The Colonel’s Lady and Judy O’Grady

Mauritius Times – 70 Years

By Peter Ibbotson

According to Rudyard Kipling, these two ladies are “sisters under the skin”, despite their differing backgrounds. So, it is with employers — in a capitalist society, they are the same the world over, in the UK in Jamaica, in Mauritius, anywhere you care to name. Their interest is the maximisation of profits; if profits can be maximised by a policy of treating the employees kindly, then the employers will provide this, that and the other benefit in addition to the wages paid. But if maximisation of profits can come only by paying as little as possible in wages, then low wages will surely be the order of the day.

The estate owners in Mauritius belong to the second category of employers. They maximise their profits by paying as little as they can in wages. And unfortunately, the labourers’ unions are not yet strong to combat this policy of depressing wages.

Nor, thanks to the confusion caused by demagogues, and their propaganda, have we yet a national wages policy and Wages Boards for the sugar employees. Any application by the workers for higher pay tends to be dismissed out of hand by the estate owners, who claim always to be unable to pay more. Yet the annual reports of the income tax department show that the sugar estates are in a very healthy condition and can pour out millions of rupees annually to their fortunate shareholders! Some of those millions paid in dividends ought to be used to increase wages among the estate labourers first and the artisans second; and if the shareholders still expect their kilo of flesh, let the état-major suffer a cut in salaries and — more important – perquisites.

My reflections have been sparked off by reading in The Times of April 14 the statement of the Chairman of Tate & Lyle Investments Limited at the company’s annual general meeting in London the previous day. The statement referred to the Group’s trading activities, which are carried on in Jamaica, among other places. He said that a severe drought had affected the 1959 crop, and profits had suffered accordingly. In 1959, too, he said, “Unpleasant labour troubles were also experienced. These arose in connexion with the collective wages agreement between the unions and the Sugar Manufacturers’ Association to which we were a party. Selective strikes were called at seven out of the 20 estates.
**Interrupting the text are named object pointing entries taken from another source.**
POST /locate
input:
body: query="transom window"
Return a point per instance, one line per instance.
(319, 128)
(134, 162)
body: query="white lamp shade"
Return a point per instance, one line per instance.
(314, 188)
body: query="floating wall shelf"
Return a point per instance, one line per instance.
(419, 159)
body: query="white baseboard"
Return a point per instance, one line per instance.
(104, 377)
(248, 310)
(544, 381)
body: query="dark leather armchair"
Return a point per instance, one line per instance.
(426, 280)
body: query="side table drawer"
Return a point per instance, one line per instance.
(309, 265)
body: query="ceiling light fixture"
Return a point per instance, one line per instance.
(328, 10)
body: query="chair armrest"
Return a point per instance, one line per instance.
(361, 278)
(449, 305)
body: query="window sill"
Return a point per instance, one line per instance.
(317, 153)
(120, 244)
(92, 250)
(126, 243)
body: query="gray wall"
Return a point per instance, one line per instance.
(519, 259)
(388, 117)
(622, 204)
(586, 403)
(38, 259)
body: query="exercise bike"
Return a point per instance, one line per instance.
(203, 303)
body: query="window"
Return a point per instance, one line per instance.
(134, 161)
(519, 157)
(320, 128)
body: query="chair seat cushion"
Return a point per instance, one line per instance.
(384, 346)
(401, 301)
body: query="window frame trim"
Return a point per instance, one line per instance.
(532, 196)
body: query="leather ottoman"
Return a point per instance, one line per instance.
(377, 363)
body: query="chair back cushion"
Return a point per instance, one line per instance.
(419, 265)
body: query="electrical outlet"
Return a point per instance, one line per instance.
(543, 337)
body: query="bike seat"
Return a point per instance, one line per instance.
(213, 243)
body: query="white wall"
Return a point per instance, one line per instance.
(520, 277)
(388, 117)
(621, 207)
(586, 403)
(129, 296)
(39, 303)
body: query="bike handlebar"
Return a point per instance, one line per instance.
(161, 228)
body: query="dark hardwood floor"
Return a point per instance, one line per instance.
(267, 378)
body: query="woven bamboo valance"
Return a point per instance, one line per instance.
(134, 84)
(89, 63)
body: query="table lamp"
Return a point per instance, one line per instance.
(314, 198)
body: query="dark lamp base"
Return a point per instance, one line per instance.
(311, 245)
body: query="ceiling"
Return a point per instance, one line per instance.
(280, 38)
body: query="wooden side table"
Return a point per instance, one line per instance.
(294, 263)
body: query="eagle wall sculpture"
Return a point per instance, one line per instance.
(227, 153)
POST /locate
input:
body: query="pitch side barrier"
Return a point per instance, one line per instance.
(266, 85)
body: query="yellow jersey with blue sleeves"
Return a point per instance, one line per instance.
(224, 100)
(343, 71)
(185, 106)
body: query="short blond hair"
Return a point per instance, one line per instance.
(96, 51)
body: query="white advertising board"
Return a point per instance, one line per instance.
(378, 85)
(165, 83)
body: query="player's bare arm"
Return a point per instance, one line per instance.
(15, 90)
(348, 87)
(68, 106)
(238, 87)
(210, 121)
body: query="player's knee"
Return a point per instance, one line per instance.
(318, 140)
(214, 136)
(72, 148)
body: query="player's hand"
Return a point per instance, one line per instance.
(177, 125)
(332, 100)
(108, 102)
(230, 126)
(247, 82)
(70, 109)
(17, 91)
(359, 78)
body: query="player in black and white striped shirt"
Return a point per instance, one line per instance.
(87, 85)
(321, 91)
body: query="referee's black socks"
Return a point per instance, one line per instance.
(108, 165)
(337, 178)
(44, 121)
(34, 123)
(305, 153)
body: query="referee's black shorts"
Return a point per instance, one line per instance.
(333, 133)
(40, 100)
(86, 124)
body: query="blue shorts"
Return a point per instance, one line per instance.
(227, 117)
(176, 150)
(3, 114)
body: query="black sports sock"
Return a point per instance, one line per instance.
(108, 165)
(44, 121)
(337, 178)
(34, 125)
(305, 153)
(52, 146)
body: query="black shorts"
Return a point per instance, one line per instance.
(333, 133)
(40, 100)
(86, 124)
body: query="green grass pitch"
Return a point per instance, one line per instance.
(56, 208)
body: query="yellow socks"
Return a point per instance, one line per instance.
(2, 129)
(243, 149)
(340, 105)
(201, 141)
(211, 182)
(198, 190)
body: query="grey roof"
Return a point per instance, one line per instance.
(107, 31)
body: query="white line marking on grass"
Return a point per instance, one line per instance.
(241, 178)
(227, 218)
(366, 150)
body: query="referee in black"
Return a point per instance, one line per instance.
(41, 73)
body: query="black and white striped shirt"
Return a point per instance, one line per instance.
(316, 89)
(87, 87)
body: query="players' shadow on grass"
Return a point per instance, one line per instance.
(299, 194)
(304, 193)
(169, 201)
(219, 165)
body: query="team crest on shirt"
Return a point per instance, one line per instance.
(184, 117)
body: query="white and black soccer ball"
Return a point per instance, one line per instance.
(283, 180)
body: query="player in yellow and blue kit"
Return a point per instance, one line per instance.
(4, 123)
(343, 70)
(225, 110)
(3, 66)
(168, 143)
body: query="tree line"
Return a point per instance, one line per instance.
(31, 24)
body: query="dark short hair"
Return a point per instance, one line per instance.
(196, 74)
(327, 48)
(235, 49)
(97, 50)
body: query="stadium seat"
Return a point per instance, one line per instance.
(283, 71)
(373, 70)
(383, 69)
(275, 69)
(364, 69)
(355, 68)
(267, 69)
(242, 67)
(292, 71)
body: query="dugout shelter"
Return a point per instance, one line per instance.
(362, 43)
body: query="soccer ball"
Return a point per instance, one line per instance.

The issues were not, however, resolved and the outcome was the appointment by the Government of a Commission of Enquiry which was reported earlier this year.”

The Chairman, Sir Ian D. Lyle, then quoted part of the Commission’s report:

“While profits in 1958 and 1959 would not in themselves justify a wage increase, the Commission is of the opinion that the results for those years cannot be considered in isolation but should be weighed in conjunction with those of the preceding 17 years. When account is taken of the longer-term results and of the fact that the Commonwealth Sugar Agreement guaranteeing the Negotiated Price Quota has been extended to December 31, 1967, it may be concluded that the unfavourable results of 1958 and 1959 will not continue. Considering these and related findings, the Commission has concluded the sugar workers are entitled to receive an increase.”

The increase recommended, which has been accepted by the unions and the employers, was for a 12½ percent, crop bonus for 1959, and a 12½ percent increase in all wage rates from the start of the 1960 crop. The additional cost to the West Indies Sugar Company (Tate & Lyle’s interest in Jamaica goes under that name) is £201,000 for 1959 (say, Rs 2½ million): and £275,000 (say, Rs 3½ million) in a full year. “It is,” said Sir lan Lyle, “a heavy bill to pay in a year of very poor results.”

This comment reveals the workings of the mind of the modern employer, the present-day entrepreneur. It shows only too well that employers everywhere are interested in one thing — their profits; and as long as their sacred cow is secure, the rest can go hang.

What is interesting, however, is the basis on which the Commission of Enquiry worked in assessing the ability of the sugar industry to bear higher wage rates. The Commission was not concerned with one year only and its financial result; it was not concerned with two years only; instead, it examined the profitability of the industry over the last 17 years, and its probable profitability over the next 7. On that basis — the profitability, real or estimated, of the industry over 24 years — did the Commission make its recommendation for an increase in wages. There is a lesson here for the Mauritius unions, and for all indeed who are striving to better the lot of the Mauritian worker and who are not prepared to be diverted from their task by enemies or so-called friends who play upon their weaknesses, be those weaknesses wine or women — or come, to that, song.

I hope that the Meade Commission will be able to unearth facts about the profitability of the estates. If not, the Government will have no option but to appoint an ad hoc commission of enquiry into the financial aspect of the Mauritius sugar industry with power to call for documents and to publish them. Up to date, there is too much secrecy shrouding the financial set-up of Mauritius basic industry: sugar.

*  *  *

Postscript to a Memorandum

I would have liked to have added some more to my memorandum for the Meade Commission. Perhaps someone may like to take up these suggestions in oral evidence: severe taxation of land which is either not utilised or underutilised; an arbitration tribunal to be set up to fix rents for sub-tenants of Crown Lands and to grant security of tenure; all tenants of Crown Lands to be asked for information as to what use they themselves make of their rented land, with a view to the more equitable granting of future leases.